May 14 2009
A new discovery concerning the properties of green sulphur bacteria might prove useful in the development of a new generation of solar cells. Chlorosomes, nature's largest and most efficient light-harvesting antennae, accommodate up to a quarter of a million chlorophyll molecules in this type of bacteria. The team of international researchers, reporting in the Proceedings of the National Academy of Sciences (PNAS), believes that the structure of these molecules can be exploited to develop new ways of creating energy.
Chlorosomes are made up of hundreds of thousands of self-assembled bacteriochlorophylls (BChl). Debate about the structure of chlorosomes has lingered for decades, and unlocking its enormous potential for providing insight into energy production has remained just out of arm's reach.
Although the mechanisms of light-harvesting antennae in some organisms that convert sunlight into chemical energy (e.g. plants and algae) are fairly well understood, understanding chlorosomes has proved to be a challenge. They are heterogeneous in their molecular composition, so X-ray crystallography could not be used to solve the structure riddle. Furthermore, information gathered through the use of biochemical and microscopic techniques has so far produced contradictory results.
'Because they [chlorosomes] form very large and compositionally heterogeneous organelles, they had been the only photosynthetic antenna system for which no detailed structural information was available,' the study reads. 'In our approach, the structure of a member of the chlorosome class was determined and compared with the wild type (WT) to resolve how the biological light-harvesting function of the chlorosome is established.'
The researchers used genetic techniques along with two sophisticated bio-imaging techniques: cryo-electron microscopy and solid-state NMR (nuclear magnetic resonance). They discovered that the structure of a chlorosome is made up of a combination of concentric nanotubes, which produce a robust framework for the light-producing antennae.
According to the study, 'The basis for the efficient and ultrafast light harvesting is a helical exciton delocalisation pathway.' In other words, super-fast energy migration to proteins in the cell membrane takes place via helices formed by the chlorophyll molecules, producing the chemical conversion.

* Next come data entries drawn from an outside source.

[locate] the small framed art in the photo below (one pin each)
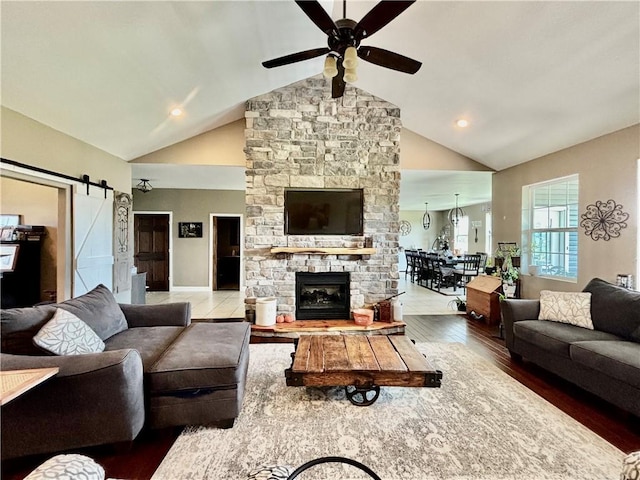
(189, 229)
(8, 257)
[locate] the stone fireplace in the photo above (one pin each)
(322, 296)
(299, 137)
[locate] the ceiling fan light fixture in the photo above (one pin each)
(330, 67)
(350, 75)
(144, 186)
(455, 214)
(350, 58)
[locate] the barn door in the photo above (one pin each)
(92, 213)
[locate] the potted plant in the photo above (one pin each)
(509, 275)
(460, 304)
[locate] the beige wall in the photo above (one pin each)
(27, 141)
(420, 153)
(225, 146)
(221, 146)
(608, 169)
(190, 256)
(38, 205)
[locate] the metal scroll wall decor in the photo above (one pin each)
(122, 241)
(604, 220)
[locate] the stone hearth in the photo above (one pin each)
(299, 137)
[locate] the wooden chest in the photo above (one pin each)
(483, 298)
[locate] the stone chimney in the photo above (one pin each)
(298, 136)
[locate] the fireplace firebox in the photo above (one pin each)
(323, 296)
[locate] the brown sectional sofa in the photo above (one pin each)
(604, 361)
(157, 370)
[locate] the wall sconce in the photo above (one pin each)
(426, 218)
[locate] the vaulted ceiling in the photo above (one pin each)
(531, 77)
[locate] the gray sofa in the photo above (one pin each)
(157, 370)
(604, 361)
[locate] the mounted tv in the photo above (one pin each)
(323, 211)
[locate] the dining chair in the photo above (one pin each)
(469, 267)
(408, 253)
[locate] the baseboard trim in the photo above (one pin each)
(190, 289)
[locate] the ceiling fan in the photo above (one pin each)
(344, 37)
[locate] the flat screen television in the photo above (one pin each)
(323, 211)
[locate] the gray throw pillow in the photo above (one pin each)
(98, 309)
(66, 334)
(614, 309)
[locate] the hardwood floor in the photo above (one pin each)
(140, 459)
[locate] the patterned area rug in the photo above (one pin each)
(481, 425)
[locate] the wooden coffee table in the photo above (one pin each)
(360, 363)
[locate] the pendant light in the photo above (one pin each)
(426, 218)
(455, 214)
(144, 186)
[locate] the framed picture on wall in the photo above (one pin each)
(189, 229)
(10, 220)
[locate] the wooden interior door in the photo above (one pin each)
(151, 249)
(226, 253)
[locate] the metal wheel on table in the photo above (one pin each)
(362, 396)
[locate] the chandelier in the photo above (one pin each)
(455, 214)
(144, 186)
(426, 218)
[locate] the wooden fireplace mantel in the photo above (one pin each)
(324, 250)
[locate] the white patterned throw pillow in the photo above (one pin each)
(270, 472)
(68, 467)
(566, 307)
(66, 334)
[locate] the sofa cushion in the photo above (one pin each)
(615, 309)
(98, 309)
(556, 337)
(573, 308)
(150, 342)
(66, 334)
(207, 355)
(617, 359)
(18, 326)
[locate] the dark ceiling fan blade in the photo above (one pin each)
(388, 59)
(379, 16)
(338, 84)
(295, 57)
(319, 16)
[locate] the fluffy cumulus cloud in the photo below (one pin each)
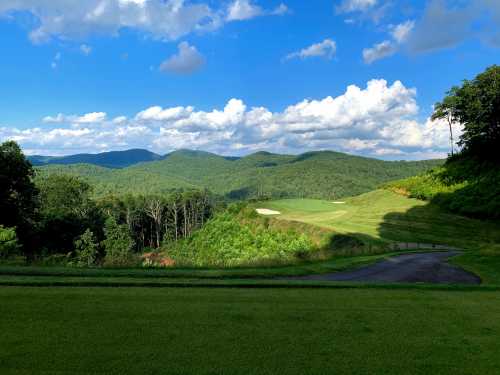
(162, 19)
(240, 10)
(443, 24)
(186, 61)
(399, 34)
(380, 119)
(348, 6)
(326, 48)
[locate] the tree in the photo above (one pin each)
(66, 211)
(18, 195)
(8, 242)
(118, 244)
(445, 110)
(87, 249)
(476, 106)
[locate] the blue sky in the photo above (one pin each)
(238, 76)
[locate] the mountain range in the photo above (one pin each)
(320, 174)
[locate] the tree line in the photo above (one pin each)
(56, 214)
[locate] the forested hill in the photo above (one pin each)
(324, 174)
(114, 159)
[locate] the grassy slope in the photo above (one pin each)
(248, 331)
(318, 174)
(382, 214)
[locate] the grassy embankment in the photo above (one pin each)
(383, 215)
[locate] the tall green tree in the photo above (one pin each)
(118, 244)
(8, 242)
(476, 106)
(66, 211)
(18, 195)
(445, 110)
(87, 249)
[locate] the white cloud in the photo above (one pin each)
(241, 10)
(88, 118)
(377, 120)
(348, 6)
(399, 33)
(85, 49)
(186, 61)
(326, 48)
(379, 51)
(161, 19)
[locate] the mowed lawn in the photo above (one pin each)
(385, 215)
(248, 331)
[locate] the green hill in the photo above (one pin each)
(113, 159)
(324, 174)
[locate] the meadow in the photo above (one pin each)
(383, 215)
(248, 331)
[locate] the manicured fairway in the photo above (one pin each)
(248, 331)
(382, 214)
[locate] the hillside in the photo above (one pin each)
(113, 159)
(325, 174)
(465, 185)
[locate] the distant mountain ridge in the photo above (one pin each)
(112, 159)
(320, 174)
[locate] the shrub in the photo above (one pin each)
(118, 244)
(8, 242)
(87, 249)
(235, 237)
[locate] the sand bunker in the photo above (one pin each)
(265, 211)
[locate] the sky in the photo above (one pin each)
(238, 76)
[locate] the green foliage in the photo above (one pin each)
(381, 216)
(233, 239)
(8, 242)
(66, 211)
(476, 106)
(326, 175)
(18, 194)
(465, 185)
(118, 244)
(87, 249)
(113, 159)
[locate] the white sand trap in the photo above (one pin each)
(265, 211)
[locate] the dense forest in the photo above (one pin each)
(161, 213)
(323, 175)
(469, 182)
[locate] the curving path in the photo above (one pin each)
(406, 268)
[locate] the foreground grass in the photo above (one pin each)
(248, 331)
(385, 215)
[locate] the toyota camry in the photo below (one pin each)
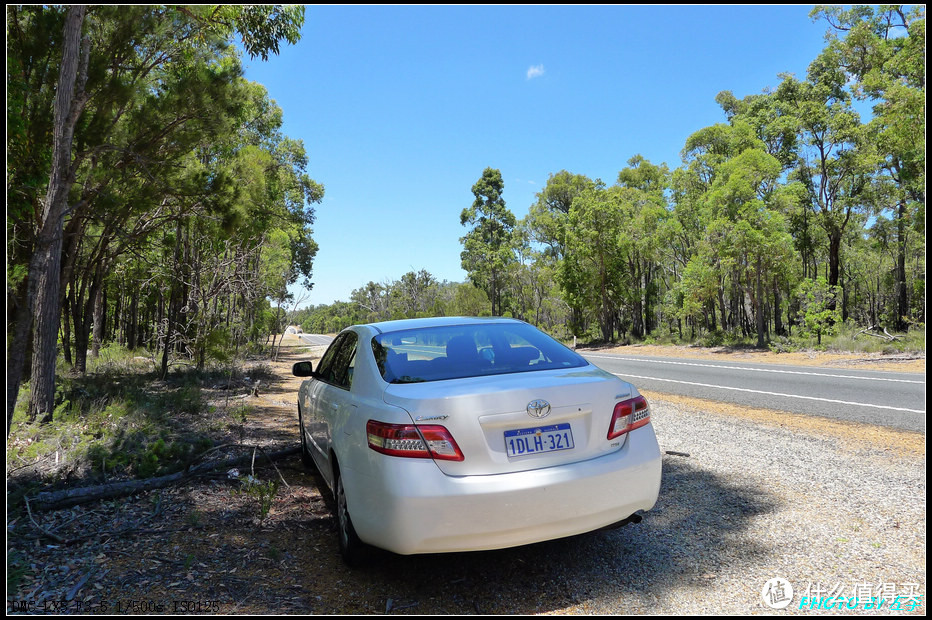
(466, 434)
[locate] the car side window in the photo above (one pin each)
(339, 370)
(326, 362)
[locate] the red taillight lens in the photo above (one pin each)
(420, 442)
(629, 415)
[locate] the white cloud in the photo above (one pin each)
(535, 71)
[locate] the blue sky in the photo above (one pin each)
(402, 108)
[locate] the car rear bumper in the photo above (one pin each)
(412, 507)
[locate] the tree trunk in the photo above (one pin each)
(778, 328)
(902, 299)
(45, 265)
(759, 311)
(99, 314)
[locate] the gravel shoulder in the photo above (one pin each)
(824, 508)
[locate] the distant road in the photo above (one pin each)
(891, 399)
(316, 339)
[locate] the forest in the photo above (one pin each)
(154, 203)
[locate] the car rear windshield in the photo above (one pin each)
(453, 352)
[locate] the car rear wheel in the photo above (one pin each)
(352, 548)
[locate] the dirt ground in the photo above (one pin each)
(203, 546)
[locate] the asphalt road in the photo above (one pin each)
(895, 400)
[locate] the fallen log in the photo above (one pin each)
(55, 500)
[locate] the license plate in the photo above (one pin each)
(524, 441)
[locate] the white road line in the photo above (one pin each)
(786, 372)
(722, 387)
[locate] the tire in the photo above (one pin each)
(305, 453)
(352, 549)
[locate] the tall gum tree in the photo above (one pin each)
(261, 29)
(488, 248)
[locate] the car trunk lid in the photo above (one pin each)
(521, 421)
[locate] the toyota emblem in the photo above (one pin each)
(538, 408)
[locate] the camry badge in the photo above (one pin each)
(538, 408)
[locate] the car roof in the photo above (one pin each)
(437, 321)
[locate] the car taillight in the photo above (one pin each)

The coordinator of the research, Professor Huub de Groot of the Netherlands' Leiden University, suggests that the new findings could be used to develop similar structures for 'artificial leaves', i.e. solar cells which turn energy from the sun into fuels.
When it comes to solar conversion devices, chlorosomes are an attractive model to follow because of their simple composition and their ability to work well even in low-light conditions (green bacteria live under extremely low-light intensity). One of nature's processes, as unlocked by the scientists, may now provide new ways of approaching the challenge of translating nanostructured materials for the conversion of sunlight into fuel.